17th October 2018
We all know that moving is a day no one enjoys. It’s a two-sided affair. From the excitement of starting something new to the dreaded moving of all those boxes moving day is not an easy one. And, just like we humans have to adjust, so too do our four-legged friends.
Here’s our 5 top tips for moving your pets.
Keep your pets away from moving parts. When moving day occurs there is a lot of activity. Box laden movers, family members and neighbours all contribute to the maelstrom of a house in flux. Dogs and cats under foot are a recipe for an accident. Open doors and a million other stresses too can keep your mind off your best four-legged friend and may lead to a disappearing act. Keep your pets safely secure in the move process so that everyone can move freely without being interrupted, tripped or injured.

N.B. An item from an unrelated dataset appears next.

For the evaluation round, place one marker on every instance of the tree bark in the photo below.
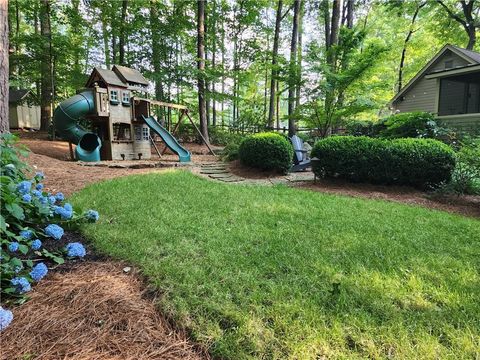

Acclimatise your pets. When you do get your pet to their new home make sure they have some much needed ‘sniff time’. Dogs especially sit in this category (and to the next point below) as every backyard and new place has its own set of smells and differences. Make sure to include and use older beds and blankets etc so that there are some familiar smells for them to have. Check weather too as a new dog in a new backyard when there are thunderstorms and rain etc might not have a great effect on them.
Secure your yard. Dogs especially are escape artists and a new property presents a new set of problems for each dog owner. Check fence lines and heights, so that there is no way for your best four-legged mate to escape. They will look for ways if they are left alone. It may help to think like a dog! Look for any place that they could wriggle out of especially if they are a smaller animal.
Update their information. Micro Chip information and new council registrations are a must for anyone moving pets. The best form of protection for any runaway is to have their information updated so you can be contacted in the event they get picked up. It is generally pretty straight forward and easy to get this changed and can be done online. Make sure too that all your pets have their information on a collar tag as a friendly neighbour may just be your pets saviour.
One room at a time. When moving with a cat try to get them used to one room at a time. This will depend on each cat’s temperament. Some cats are bold and will wander around like they own the place but others will need a longer period of adjustment. The one room at a time theory allows your cat to get used to its new surrounds gradually.
Common sense prevails when moving with animals. It can be as stressful for them as it is for you!